OK I’m on to chapter three, a little late – but that’s probably no bad thing. It’s unlikely that most users will get through a chapter a day. OK so, am I an optimist or pessimist and why am I that way? Again, some of this is fairly obvious stuff to me – but it’s still worthwhile to consider it again. I veer wildly between optimism and pessimism, depending on my mood, and an exercise that asks me to consider the situation from the other perspective genuinely helps me to challenge my outlook.
Today, it’s time to focus on whether I am an introvert or an extrovert. That’s a fairly easy one for me: I’m an extrovert. It’s worth thinking about the ways in which I am not, though: I’m fine with strangers, and love hanging out with friends, but I can get uncomfortable around people I vaguely know. When watching a video with Bettina Moltrecht, psychologist and researcher at Paradym, I identify with her when she says that she’s generally an extrovert but struggles with networking. It’s something I can bear in mind as I make my way through the exercise that asks me to rate my energy after a variety of social interactions (I will have to make adjustments to reflect the fact that “big parties” are still not on the agenda at this stage of 2021).
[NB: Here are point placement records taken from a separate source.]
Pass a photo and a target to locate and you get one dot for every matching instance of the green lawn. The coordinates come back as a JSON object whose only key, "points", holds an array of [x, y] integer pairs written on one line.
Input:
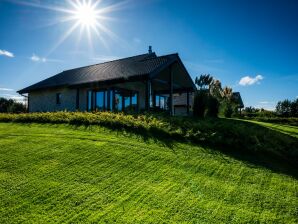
{"points": [[59, 173]]}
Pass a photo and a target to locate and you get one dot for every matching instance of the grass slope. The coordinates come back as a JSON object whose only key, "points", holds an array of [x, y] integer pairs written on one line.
{"points": [[58, 173]]}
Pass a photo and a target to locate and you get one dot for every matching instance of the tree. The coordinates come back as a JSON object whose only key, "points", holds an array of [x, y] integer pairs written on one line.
{"points": [[294, 108], [11, 106], [283, 108], [204, 81]]}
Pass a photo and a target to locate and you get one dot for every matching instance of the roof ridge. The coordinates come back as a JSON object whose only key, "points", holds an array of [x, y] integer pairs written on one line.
{"points": [[109, 61]]}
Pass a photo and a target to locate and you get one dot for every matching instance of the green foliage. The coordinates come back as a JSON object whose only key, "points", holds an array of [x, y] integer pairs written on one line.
{"points": [[205, 105], [11, 106], [68, 174], [212, 106], [200, 103], [204, 81], [287, 108], [227, 109]]}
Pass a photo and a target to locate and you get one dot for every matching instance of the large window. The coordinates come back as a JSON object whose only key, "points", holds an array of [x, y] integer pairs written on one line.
{"points": [[58, 98], [89, 108], [100, 101], [161, 102], [118, 100]]}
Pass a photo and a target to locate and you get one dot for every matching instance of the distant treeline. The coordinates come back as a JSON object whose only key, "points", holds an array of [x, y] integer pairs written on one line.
{"points": [[285, 108]]}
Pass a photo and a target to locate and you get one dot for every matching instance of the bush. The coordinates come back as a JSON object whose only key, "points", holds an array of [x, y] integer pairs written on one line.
{"points": [[199, 105], [205, 105], [11, 106], [212, 107]]}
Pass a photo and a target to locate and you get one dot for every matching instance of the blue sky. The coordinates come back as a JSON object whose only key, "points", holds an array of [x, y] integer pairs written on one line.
{"points": [[251, 46]]}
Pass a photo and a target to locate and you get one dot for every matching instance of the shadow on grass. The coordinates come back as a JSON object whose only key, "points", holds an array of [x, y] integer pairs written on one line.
{"points": [[249, 142]]}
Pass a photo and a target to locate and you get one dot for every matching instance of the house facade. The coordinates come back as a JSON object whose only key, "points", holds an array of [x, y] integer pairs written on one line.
{"points": [[138, 83]]}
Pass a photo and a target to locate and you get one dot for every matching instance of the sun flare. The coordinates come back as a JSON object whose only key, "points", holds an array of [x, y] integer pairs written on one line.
{"points": [[86, 15], [89, 17]]}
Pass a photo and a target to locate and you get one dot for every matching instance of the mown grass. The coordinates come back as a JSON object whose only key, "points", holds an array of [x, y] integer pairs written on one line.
{"points": [[234, 137], [53, 173]]}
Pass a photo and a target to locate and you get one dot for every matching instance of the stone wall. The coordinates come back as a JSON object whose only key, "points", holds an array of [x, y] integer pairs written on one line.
{"points": [[45, 100]]}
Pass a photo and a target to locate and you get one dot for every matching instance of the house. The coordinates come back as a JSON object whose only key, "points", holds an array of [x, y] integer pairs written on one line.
{"points": [[236, 97], [137, 83]]}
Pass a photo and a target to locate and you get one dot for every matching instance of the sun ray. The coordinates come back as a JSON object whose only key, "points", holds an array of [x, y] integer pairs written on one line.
{"points": [[64, 37], [88, 18]]}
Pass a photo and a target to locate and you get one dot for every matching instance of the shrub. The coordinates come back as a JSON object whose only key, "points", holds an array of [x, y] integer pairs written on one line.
{"points": [[200, 103], [212, 106]]}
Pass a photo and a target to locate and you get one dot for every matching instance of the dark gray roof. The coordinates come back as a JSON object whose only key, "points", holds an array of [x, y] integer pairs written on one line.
{"points": [[118, 69], [237, 98]]}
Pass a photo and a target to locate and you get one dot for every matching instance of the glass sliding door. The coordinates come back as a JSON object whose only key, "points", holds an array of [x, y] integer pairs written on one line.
{"points": [[134, 102], [89, 100], [100, 101], [160, 102], [118, 101]]}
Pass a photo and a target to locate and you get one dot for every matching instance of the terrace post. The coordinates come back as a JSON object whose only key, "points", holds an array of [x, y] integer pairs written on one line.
{"points": [[171, 91], [77, 99], [154, 99], [187, 102], [147, 93]]}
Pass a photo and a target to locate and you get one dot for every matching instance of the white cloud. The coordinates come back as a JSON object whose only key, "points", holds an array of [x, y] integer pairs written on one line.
{"points": [[6, 89], [137, 40], [37, 58], [17, 98], [247, 80], [265, 102], [6, 53]]}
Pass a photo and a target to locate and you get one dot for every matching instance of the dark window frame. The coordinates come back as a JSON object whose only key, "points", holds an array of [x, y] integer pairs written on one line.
{"points": [[58, 98]]}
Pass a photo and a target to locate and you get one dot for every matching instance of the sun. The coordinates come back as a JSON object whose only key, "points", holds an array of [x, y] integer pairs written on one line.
{"points": [[86, 14]]}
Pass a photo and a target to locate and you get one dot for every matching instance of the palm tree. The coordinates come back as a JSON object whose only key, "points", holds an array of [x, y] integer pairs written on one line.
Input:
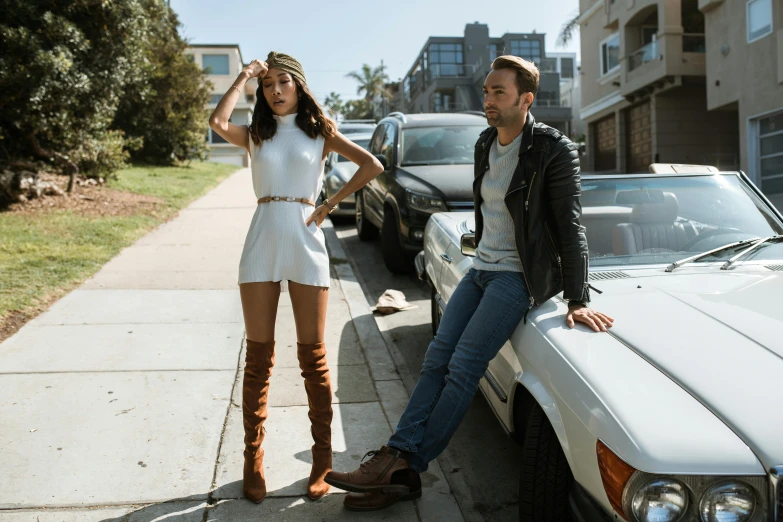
{"points": [[372, 81], [569, 29], [334, 103]]}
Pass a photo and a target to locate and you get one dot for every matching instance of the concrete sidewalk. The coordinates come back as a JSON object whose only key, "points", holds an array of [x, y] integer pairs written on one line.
{"points": [[122, 402]]}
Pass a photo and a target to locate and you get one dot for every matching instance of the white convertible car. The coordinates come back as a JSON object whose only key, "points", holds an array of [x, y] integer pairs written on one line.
{"points": [[677, 413]]}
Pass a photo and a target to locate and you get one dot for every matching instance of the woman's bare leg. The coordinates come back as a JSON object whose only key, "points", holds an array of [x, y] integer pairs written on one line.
{"points": [[259, 306], [309, 303]]}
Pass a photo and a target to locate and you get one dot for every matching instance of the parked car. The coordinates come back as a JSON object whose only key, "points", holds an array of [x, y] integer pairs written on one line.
{"points": [[347, 127], [428, 168], [676, 413], [338, 170]]}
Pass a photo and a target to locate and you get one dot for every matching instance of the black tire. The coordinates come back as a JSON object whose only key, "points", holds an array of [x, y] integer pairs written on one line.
{"points": [[545, 478], [394, 257], [436, 312], [365, 229]]}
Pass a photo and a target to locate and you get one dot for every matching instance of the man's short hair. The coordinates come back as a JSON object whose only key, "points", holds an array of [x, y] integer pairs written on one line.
{"points": [[526, 72]]}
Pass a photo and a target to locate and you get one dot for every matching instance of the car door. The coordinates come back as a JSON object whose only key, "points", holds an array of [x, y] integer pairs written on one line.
{"points": [[372, 192]]}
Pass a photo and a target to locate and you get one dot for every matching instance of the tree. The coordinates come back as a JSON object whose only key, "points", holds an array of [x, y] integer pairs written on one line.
{"points": [[568, 31], [165, 112], [372, 81], [63, 70], [334, 103]]}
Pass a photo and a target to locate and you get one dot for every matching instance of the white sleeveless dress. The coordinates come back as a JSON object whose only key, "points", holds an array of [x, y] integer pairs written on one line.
{"points": [[279, 247]]}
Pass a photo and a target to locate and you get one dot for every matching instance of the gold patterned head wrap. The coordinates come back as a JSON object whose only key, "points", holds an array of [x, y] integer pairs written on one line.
{"points": [[286, 63]]}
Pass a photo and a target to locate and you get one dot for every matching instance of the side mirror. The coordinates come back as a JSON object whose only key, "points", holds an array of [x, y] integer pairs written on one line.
{"points": [[468, 245]]}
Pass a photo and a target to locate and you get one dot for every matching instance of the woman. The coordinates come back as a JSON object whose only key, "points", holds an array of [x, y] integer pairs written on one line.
{"points": [[288, 139]]}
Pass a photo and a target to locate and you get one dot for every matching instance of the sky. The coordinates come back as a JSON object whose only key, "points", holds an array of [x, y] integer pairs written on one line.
{"points": [[333, 38]]}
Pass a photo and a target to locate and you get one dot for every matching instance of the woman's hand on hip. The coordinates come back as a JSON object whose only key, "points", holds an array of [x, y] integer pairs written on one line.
{"points": [[318, 216]]}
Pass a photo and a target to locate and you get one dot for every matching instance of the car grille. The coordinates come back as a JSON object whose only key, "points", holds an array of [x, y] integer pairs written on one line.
{"points": [[603, 276]]}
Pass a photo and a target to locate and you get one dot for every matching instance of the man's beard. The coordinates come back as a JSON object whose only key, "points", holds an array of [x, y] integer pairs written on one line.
{"points": [[505, 118]]}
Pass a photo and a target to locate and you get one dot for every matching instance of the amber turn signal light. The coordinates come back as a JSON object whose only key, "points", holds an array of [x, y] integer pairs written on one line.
{"points": [[615, 474]]}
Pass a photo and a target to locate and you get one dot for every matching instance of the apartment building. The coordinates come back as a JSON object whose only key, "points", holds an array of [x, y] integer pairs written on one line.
{"points": [[643, 87], [684, 81], [448, 75], [222, 63], [745, 79], [567, 66]]}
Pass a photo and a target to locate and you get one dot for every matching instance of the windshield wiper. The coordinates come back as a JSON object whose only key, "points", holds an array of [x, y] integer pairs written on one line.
{"points": [[681, 262], [748, 250]]}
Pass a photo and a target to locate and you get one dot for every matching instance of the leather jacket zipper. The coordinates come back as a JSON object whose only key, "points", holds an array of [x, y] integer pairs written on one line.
{"points": [[529, 190]]}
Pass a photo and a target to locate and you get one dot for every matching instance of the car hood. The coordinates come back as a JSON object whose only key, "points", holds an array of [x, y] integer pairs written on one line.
{"points": [[718, 335], [452, 182]]}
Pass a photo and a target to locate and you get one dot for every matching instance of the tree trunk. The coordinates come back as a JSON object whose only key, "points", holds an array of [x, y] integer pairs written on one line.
{"points": [[62, 159]]}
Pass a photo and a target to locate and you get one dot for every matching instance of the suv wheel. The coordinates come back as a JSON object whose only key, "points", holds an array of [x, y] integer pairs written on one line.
{"points": [[395, 258], [545, 478], [364, 228]]}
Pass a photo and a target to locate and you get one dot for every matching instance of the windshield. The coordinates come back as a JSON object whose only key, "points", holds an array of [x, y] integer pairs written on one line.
{"points": [[640, 221], [439, 145], [362, 143]]}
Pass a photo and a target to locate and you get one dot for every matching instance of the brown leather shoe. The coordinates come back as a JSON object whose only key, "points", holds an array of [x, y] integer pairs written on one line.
{"points": [[312, 361], [374, 475], [376, 500], [259, 359]]}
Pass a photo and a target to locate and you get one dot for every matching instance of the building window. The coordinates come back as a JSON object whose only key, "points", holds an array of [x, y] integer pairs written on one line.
{"points": [[527, 49], [771, 154], [567, 68], [443, 101], [215, 63], [610, 54], [446, 60], [759, 19]]}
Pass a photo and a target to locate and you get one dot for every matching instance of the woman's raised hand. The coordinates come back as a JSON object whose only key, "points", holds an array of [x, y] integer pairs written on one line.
{"points": [[256, 68]]}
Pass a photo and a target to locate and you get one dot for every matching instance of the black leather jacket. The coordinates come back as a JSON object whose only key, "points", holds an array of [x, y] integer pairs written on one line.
{"points": [[543, 199]]}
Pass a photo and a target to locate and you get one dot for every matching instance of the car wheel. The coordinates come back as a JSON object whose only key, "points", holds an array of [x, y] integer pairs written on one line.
{"points": [[436, 311], [394, 257], [545, 478], [364, 228]]}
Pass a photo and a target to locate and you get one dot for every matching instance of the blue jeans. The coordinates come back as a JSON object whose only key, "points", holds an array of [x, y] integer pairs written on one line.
{"points": [[481, 315]]}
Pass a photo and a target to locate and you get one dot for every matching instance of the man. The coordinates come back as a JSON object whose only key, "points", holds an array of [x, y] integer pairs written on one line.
{"points": [[531, 247]]}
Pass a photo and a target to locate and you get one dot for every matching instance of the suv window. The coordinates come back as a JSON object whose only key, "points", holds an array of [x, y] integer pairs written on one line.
{"points": [[377, 140], [439, 145], [387, 147]]}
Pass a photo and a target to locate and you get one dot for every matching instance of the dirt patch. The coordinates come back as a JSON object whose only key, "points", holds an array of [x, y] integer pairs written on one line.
{"points": [[89, 200]]}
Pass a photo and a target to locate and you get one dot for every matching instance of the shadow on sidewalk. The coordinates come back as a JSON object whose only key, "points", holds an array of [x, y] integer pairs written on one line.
{"points": [[222, 503]]}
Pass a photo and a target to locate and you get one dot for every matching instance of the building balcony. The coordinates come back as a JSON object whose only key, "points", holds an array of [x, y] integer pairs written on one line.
{"points": [[669, 56]]}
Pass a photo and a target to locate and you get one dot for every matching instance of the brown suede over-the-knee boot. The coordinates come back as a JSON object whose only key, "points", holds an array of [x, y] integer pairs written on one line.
{"points": [[312, 361], [259, 359]]}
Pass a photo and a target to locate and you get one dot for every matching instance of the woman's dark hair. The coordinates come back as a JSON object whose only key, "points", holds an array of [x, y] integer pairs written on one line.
{"points": [[310, 117]]}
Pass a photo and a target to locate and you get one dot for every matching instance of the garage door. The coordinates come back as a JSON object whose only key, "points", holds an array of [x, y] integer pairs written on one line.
{"points": [[639, 125], [605, 135]]}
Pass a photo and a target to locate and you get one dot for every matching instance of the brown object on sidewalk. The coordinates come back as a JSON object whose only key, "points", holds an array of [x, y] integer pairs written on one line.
{"points": [[312, 361], [259, 359], [375, 474], [376, 500], [287, 199]]}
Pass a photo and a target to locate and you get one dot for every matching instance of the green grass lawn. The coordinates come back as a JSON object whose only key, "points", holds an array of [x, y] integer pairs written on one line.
{"points": [[44, 255]]}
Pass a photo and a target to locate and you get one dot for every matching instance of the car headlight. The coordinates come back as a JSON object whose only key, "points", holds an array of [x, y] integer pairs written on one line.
{"points": [[424, 202], [660, 500], [727, 502]]}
I am sceptical of a lot of mental health apps. Can they really take the place of a therapist? Despite the saturated market, I don’t think so. But that’s not what Paradym is doing (at least not in this iteration, there are plans to introduce therapy down the line). It is a tool that aims to take the user down a path of discovery and to challenge the ways they think about themselves and the situations they find themselves in. It doesn’t seem to me that this is an app for someone in crisis and it’s probably not an app for someone who has had lots of therapy previously. It’s an app for people who want to learn a little more about what makes them tick and how to get the best out of life – and it succeeds on those terms. It would probably make sense to take the chapters a little more slowly than I did, too. On day five, I do feel a little lighter, a little less anxious and a little more hopeful – it’s hard to say whether that’s down to better weather or Paradym or a soothing conversation I had with a good friend but I can say with certainty that taking 15 minutes a day to consider your state of mind definitely doesn't hurt.